A única forma para evitar que um País em crise, não caminhe alegremente para a falência financeira e social é a contenção de gastos exorbitantes num País em crise, que para viver tem de se endividar ao excesso. É um choque da realidade, que tem de começar pela refocagem ou retratamento da realidade nos seus reais e originais objectivos (nenhuma organização, se mantém em pé em épocas de crise, sem estratégias claras de contenção de gastos económicos).

A caótica visão de uma nação inclinada pela invenção de gastos espuriais e meramente luxuosos, para fins que não dão futuro ao País, é uma verdadeira armadilha para a crise económica que se enfrenta, é desinteligente que haja mais projectos para fins supérfluos que projectos para a vida económica do País.

Angola é um País que fez – se hoje no País das dívidas bilionárias e do esbanjar de dinheiros à tempo ré-cor: em apenas dois anos são aprovados variados projectos cujos fins são meramente luxuosos, num País afixado por uma crises sem precedência. Poderíamos pensar em soluções úteis para retirar as cordas atadas ao pescoço do País, e não, em soluções inúteis para apertar ainda mais a corda que foi lançada ao pescoço da nação angolana. Há um enorme esforço à desenvolver para se calarem as vozes da crise económica actual.

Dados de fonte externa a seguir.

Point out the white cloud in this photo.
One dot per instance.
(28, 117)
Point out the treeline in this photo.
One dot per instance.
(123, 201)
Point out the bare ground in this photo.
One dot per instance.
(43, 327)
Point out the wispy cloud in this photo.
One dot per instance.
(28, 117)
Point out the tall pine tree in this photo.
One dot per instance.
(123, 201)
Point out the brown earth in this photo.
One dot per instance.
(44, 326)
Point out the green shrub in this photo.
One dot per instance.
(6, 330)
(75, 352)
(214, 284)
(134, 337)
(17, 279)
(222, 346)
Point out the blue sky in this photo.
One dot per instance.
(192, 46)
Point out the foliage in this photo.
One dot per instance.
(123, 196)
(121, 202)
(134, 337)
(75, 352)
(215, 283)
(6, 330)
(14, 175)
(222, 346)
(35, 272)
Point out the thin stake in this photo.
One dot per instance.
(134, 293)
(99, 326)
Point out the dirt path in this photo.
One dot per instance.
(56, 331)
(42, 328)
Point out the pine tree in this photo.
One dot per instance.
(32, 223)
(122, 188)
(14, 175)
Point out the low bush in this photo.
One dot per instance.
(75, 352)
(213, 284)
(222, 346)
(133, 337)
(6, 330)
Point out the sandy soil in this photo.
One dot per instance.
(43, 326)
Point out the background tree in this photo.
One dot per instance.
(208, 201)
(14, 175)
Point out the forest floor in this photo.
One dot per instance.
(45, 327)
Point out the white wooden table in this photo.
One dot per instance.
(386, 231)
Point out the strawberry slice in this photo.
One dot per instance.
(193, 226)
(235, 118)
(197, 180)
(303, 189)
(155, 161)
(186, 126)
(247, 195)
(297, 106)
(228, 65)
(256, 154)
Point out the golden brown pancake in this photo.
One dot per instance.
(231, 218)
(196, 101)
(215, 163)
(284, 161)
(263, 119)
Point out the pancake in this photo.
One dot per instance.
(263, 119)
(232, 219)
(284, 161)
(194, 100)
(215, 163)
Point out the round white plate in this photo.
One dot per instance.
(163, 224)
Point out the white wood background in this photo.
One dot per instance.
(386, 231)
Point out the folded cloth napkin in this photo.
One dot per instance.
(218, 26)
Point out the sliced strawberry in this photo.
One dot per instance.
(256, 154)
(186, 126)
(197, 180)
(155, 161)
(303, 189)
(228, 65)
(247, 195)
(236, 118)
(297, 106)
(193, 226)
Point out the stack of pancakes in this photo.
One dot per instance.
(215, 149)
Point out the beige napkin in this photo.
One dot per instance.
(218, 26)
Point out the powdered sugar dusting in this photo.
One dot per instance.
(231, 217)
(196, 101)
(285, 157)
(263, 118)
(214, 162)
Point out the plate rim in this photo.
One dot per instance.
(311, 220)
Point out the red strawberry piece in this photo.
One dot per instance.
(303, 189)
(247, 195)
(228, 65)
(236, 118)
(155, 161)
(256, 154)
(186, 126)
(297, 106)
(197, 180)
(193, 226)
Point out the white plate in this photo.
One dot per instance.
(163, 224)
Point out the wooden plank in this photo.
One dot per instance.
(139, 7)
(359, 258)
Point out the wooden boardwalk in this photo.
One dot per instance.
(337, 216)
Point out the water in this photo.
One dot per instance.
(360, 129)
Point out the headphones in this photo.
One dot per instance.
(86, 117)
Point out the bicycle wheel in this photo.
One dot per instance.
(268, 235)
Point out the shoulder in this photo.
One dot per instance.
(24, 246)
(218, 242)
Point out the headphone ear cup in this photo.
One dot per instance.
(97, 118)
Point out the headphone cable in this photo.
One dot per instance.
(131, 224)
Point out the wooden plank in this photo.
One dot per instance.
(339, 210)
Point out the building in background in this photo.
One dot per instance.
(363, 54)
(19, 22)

Frequentemente se toma a nuvem por Juno, e o Líder angolano que desenvolve a mais importante função social do Estado, é ele o alfa e o ómega da vida social das pessoas e de sua existência no País, tem de desenvolver medidas prementes que visam satisfazer os interesses do povo, e, parar de esbanjar dinheiro atempo inteiro, num País que está de rastos numa crise recorrente e asfixiante, de forma ininterrupta.

Para fazer frente a crise, o actual Executivo, não deve temer em impor soluções satisfatórias à nação angolana, deve analisar com rigor a implementação de projectos desnecessários, cujo teor não visa melhorar nada no que concerne, o curso natural das coisas no País, e, sobretudo, não esquecer que, há vidas lá fora a sofrerem ao excesso, enquanto isso, muitos preocupam – se apenas numa vida luxuosa dos Sheik da Arábia Saudita ou do Dubai.

Poder – se – ia, pensar em algo mais imperativo, sobre o actual contexto de coisas, talvez um efeito de focalização no essencial em tempo de crise, e, na missão da organização, pudesse vir em nosso auxílio. Já afirmava Montesquieu, referindo – se ao filósofo inglês John Lock: “Mr. Lock said: il faut perdre la moitié de sons temps pour pouvoir employer l”autre”, e tal, é recordado evidentemente, por Starobinski. Porque já o teremos todos esquecidos? As organizações do Estado, as empresas privadas que são a alavanca mais importante de um Estado capitalista, fizeram – se para a fecilicade dos homens concretos que residem em Angola; jamais para a vida luxuosa dos seus líderes, enquanto o alvo à satisfazer, vive uma vida horrenda, mais miserável que a própria miséria, sofre o tempo todo, clama o tempo todo, como se nunca fosse voltar a sofrer de novo, faz das lamentações o único juízo para reduzir a tensão psissicossocial que lhe é imposta pelo Governo angolano.